The cannabis industry has, for the most part, blossomed in the past few years, managing to hit only a few major snags along the way. One of those snags is the issue of payment processing, an issue compounded by predominantly cash-only transactions. Dutchie, a Bend, Oregon company, has helped mitigate that issue—and it just raised a ton of money.
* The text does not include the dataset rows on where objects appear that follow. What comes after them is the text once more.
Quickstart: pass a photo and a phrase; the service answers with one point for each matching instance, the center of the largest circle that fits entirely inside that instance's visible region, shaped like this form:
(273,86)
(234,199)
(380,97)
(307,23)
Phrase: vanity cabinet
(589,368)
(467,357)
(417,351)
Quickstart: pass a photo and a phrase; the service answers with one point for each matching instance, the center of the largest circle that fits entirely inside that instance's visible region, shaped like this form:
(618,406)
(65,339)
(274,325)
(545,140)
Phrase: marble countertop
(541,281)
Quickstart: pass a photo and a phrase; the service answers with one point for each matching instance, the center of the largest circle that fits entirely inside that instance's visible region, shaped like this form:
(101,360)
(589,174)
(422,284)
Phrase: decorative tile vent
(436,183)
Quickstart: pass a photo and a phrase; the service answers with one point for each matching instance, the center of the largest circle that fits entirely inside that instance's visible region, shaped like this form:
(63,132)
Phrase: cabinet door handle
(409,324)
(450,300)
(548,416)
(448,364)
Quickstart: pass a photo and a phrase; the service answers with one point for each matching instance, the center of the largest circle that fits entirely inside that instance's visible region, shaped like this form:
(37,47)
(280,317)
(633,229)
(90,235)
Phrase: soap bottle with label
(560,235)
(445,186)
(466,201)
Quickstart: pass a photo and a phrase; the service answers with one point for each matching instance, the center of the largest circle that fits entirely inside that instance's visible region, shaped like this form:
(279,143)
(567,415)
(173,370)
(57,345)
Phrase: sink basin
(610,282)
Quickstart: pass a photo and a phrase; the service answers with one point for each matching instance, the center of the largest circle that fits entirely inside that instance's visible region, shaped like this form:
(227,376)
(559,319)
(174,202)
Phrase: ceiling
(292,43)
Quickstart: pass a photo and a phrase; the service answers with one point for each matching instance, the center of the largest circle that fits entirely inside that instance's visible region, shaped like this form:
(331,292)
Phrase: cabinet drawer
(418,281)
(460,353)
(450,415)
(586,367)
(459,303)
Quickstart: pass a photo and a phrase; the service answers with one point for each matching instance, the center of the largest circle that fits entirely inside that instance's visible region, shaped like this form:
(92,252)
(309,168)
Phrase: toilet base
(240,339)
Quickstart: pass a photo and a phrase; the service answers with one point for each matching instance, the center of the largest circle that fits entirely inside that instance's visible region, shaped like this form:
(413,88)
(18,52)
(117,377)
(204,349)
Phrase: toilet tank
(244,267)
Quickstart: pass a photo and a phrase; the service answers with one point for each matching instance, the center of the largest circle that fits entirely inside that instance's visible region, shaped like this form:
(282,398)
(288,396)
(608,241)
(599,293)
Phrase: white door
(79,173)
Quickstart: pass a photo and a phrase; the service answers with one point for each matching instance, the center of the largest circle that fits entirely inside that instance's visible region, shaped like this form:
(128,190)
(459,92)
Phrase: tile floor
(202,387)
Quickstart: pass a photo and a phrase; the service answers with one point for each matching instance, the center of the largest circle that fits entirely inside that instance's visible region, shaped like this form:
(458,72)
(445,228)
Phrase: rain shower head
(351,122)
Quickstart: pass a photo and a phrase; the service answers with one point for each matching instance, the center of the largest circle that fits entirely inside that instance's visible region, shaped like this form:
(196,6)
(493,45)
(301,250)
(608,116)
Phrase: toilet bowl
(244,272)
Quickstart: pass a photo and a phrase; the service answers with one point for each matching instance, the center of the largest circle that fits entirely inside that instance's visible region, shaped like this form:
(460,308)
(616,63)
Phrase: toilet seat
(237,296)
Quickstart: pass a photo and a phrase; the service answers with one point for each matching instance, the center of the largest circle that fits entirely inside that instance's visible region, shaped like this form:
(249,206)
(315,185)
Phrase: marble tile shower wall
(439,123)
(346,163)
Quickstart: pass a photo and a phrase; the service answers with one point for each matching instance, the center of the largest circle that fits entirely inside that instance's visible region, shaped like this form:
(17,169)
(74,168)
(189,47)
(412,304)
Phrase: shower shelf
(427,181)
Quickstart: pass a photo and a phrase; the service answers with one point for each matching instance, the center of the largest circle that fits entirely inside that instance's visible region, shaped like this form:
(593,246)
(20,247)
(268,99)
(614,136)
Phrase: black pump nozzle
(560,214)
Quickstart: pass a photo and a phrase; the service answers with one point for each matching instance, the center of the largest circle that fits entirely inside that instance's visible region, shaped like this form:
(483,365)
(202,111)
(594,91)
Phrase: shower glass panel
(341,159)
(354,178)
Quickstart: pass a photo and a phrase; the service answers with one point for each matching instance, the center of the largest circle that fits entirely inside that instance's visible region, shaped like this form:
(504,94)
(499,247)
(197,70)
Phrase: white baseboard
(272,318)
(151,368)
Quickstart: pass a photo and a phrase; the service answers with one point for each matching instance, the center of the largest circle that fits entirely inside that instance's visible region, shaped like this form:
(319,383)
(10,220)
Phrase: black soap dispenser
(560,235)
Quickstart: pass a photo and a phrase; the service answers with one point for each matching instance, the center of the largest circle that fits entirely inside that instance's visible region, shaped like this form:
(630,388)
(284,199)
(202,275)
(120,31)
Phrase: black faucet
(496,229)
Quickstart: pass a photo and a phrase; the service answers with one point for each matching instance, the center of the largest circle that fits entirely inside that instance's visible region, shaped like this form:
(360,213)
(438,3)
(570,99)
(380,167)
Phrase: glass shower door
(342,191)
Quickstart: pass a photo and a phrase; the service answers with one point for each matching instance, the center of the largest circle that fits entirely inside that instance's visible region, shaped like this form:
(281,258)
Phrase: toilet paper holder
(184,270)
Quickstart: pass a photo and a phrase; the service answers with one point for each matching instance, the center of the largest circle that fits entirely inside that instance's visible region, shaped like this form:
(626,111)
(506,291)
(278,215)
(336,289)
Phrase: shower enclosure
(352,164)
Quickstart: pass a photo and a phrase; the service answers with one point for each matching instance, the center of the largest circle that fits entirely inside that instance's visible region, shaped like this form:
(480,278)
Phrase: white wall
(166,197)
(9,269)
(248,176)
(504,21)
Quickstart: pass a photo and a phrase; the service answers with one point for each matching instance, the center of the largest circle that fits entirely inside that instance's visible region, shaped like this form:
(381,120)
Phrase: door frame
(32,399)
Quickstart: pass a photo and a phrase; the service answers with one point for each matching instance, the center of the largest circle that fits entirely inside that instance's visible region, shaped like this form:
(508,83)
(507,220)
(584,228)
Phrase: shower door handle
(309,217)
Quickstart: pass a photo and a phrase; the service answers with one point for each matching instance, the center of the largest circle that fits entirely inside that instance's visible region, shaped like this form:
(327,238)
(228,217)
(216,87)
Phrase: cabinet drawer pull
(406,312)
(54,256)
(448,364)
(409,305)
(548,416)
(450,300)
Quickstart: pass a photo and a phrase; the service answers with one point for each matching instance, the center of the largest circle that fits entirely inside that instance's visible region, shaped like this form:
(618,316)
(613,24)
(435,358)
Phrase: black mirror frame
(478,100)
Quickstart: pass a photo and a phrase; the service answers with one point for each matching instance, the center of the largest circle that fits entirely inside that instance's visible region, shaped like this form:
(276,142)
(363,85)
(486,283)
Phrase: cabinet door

Technically, Dutchie is a jack-of-all-trades service that creates and hosts websites for dispensaries, tracks product, processes orders, keeps stock of revenue, and so much more. While it was valued at around $200 million as recently as summer of 2020, a round of series C funding currently puts the company at around $1.7 billion—approximately 8 times its worth a mere 8 months ago.

There are a few reasons behind Dutchie’s newfound momentum. For starters, the pandemic made cannabis products a lot more accessible—and desirable—in states in which the sale of cannabis is legal. The ensuing surge of customers and demand certainly didn’t hurt the platform, especially given that Dutchie is largely responsible for keeping things on track during some of the more chaotic months for dispensaries.

Several states in which the sale of cannabis was illegal also voted to legalize recreational use, giving Dutchie even more stomping ground than they had prior to the lockdown.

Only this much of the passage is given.